Further, the system further comprises:
a fifteenth obtaining unit, configured to perform information theory encoding operation on the first feature to obtain a first feature information entropy, perform information theory encoding operation on the second feature to obtain a second feature information entropy, and perform information theory encoding operation on the third feature to obtain a third feature information entropy;
a sixteenth obtaining unit, configured to input the first feature information entropy, the second feature information entropy, and the third feature information entropy into a sequential ordering model, and obtain first root node feature information;
a fifth construction unit, configured to construct a decision tree of the material data set based on the first root node feature information and the material data set.
Further, the system further comprises:
a seventeenth obtaining unit configured to obtain a first speech material;
an eighteenth obtaining unit, configured to perform semantic extraction on the first voice material to obtain first semantic feature information;
a nineteenth obtaining unit, configured to perform convolution comparison in the three-dimensional scene material library by using the first semantic feature information as a convolution feature, so as to obtain a second material, where the second material is a material in the three-dimensional scene material library that meets the requirement of the first speech material.

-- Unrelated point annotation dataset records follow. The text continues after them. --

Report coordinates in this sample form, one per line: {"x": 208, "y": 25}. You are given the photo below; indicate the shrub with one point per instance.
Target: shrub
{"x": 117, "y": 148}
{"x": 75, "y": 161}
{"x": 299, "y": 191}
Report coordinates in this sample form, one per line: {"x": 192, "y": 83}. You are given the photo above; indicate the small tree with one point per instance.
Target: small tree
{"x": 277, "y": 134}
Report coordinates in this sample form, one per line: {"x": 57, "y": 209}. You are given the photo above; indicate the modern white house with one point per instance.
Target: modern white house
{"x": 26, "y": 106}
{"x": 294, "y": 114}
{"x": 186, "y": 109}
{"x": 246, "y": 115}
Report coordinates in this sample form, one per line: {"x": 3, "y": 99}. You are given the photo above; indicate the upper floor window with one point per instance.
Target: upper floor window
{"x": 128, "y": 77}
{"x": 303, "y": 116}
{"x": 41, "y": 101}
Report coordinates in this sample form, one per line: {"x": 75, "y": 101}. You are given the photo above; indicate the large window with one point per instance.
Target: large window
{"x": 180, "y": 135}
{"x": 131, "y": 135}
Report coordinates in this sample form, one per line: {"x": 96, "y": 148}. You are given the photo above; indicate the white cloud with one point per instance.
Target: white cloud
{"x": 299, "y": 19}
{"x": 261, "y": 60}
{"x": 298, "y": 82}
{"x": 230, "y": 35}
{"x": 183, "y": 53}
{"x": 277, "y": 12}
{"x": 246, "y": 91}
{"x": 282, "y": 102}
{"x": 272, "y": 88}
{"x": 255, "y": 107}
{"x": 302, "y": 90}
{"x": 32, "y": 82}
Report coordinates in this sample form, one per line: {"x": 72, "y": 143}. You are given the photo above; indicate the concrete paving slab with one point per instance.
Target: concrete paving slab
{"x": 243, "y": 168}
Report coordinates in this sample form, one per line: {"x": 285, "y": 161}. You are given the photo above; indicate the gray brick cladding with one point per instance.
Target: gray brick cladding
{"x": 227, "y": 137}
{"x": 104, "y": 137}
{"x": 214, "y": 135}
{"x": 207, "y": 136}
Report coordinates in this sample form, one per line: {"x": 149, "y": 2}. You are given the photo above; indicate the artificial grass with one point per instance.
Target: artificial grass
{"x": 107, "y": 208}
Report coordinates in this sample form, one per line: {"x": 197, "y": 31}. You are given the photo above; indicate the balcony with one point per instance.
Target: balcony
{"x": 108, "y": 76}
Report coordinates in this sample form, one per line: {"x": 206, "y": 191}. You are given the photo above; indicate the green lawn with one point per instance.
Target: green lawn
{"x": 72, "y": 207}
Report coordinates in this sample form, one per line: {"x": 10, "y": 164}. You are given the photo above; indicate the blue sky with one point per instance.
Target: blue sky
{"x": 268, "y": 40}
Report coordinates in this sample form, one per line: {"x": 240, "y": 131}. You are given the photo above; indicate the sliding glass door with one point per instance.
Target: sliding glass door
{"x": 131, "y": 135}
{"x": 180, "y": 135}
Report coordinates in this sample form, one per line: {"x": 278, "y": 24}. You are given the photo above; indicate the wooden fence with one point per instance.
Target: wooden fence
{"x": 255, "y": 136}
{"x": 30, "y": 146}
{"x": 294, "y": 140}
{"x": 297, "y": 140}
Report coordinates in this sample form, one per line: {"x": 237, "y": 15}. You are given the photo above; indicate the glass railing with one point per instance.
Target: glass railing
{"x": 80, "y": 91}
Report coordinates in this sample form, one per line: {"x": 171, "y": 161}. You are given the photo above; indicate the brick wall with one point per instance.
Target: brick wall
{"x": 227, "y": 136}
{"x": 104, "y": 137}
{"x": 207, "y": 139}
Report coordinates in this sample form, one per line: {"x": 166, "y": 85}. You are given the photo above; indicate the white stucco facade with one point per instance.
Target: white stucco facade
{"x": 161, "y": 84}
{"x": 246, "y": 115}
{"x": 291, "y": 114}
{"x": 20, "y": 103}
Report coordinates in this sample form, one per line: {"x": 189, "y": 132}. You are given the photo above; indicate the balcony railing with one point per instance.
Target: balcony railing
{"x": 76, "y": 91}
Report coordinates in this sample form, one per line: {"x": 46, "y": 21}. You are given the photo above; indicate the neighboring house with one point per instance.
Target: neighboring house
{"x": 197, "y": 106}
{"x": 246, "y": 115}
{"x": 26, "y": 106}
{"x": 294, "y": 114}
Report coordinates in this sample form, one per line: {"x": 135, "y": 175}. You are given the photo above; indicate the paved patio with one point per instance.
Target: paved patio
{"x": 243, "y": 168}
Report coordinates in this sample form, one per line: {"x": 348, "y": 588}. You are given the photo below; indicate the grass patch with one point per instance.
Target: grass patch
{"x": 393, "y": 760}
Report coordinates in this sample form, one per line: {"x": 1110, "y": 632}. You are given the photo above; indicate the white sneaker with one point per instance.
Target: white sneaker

Further, the system further comprises:
a twentieth obtaining unit, configured to obtain a first voice mapping relationship according to the first voice material and the second material, where the first voice mapping relationship is a mapping relationship between the first voice material and the second material;
a twenty-first obtaining unit, configured to obtain a first voice mapping relationship according to the first voice material and the second material, where the first voice mapping relationship is a mapping relationship between the first voice material and the second material;
and the first input unit is used for inputting a voice three-dimensional scene material conversion model by taking all material data in the three-dimensional scene material library as training data and the first voice mapping relation as supervision data to obtain a voice three-dimensional scene material library.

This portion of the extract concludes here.